I recently got to visit Casa de Frida in Mexico City. It was a highlight of my week-long vacay, which consisted of market-trawling, mariachi-listening, and taco-eating.
Frida’s house was an unforgettable experience. She was an artist and activist who became an icon for several minority groups in Mexico – and more generally for artistic non-conformism. Her house is described as her “creative universe.” Here in this majestic blue casa is where some of her most famous paintings, furniture and personal items are preserved as they were back in the fifties. Getting to witness it totally changed my perspective of #lifestylegoals. Here are a few things I took away from my visit:
Personal tragedy can be made into something powerful.
Frida used personal trauma as a main theme in her paintings, turning them into something to be shared rather than hidden. She painted about her miscarriage and unfulfilled desire to become a mother, and she was totally uncompromising in her portrayal of the female body. She bared her experience and her real emotional responses and didn’t aim to make any of it look “better” or any different from what it was.
Your relationship is whatever you choose it to be, and that’s okay.
Frida and her lover Diego had separate bedrooms (the house has several).

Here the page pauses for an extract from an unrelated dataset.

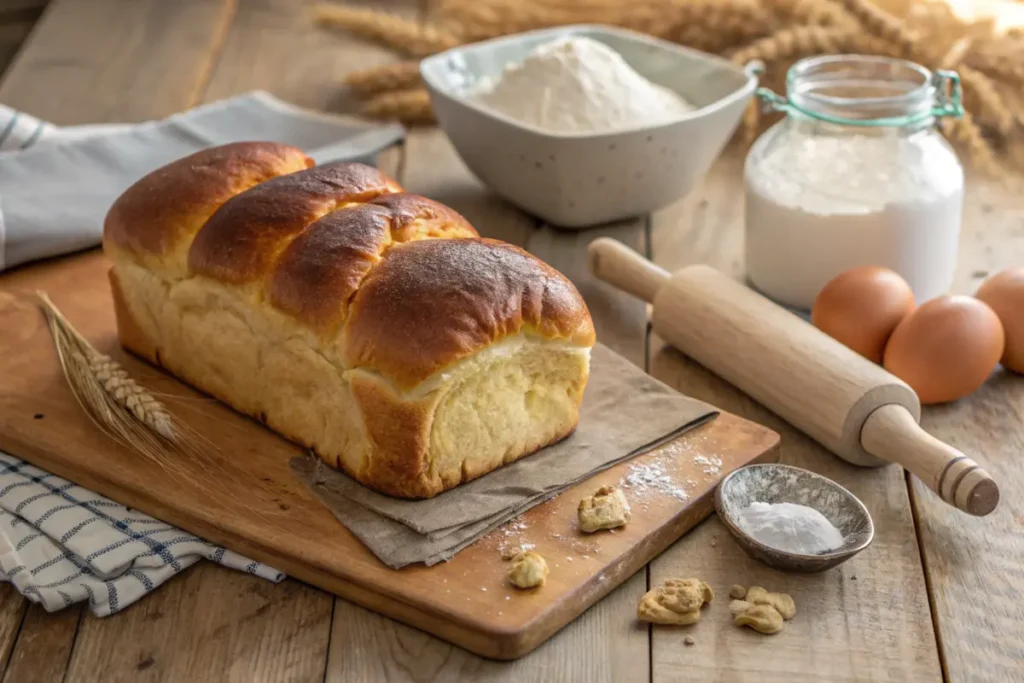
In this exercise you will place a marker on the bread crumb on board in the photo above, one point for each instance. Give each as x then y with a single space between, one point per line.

They had numerous affairs with other people, were married, divorced, and married again. They were both passionate artists and activists – why would their relationship be without passion and tumult? To some people’s standards it would be a nightmare to be in that relationship, but Frida and Diego were just doing them and I’m sure sometimes it was good, and sometimes it was not good. Point is: they’re one of history’s most iconic power couples and each made serious impacts and supported each other in their own ways.
Colourful details make life magical.
I thought this when I saw Frida’s four-poster bed and saw that it has a butterfly shadowbox on its ceiling. Colourful details are all over the house – tiles and designs on her kitchen walls, on her chair and table legs, in her garden. Did she know that people – anyone – would see them all? Probably not. The personalized details she put into her space are what made her life seem magical, to me.
Your choices can make a statement.
To Frida, her clothes were a way to express her freedom and personality. She was, in every sense of the word, radical. She refused to blend into the background and her clothes said that. Seeing her Tehuana-style dresses on mannequins was really humbling and inspiring and definitely made me consider investing some more thought and money into my own wardrobe.
Physical obstacles don’t have to stop you from leaving a legacy of beauty.
Frida contracted polio at age six, was in a car accident at eighteen and had to wear a plaster corset, and had her leg amputated close to her death. Still, she became a beauty and style icon. Time magazine sums up, to me, her creative approach to adorning her body: “Even in the final moments of her life, she remained elaborate and designed her prosthetic leg with a red boot decorated with Chinese embroidery and a small bell.” Because FRIDA.
Now, whenever I wish my apartment was better, or that I was taller, or anything like that, I will think of the creative universe that is Casa de Frida and remember, it’s all in the ‘tude. Having a “great life,” starts with having a creative perspective on the daily. Frida’s house is a perfect example of that.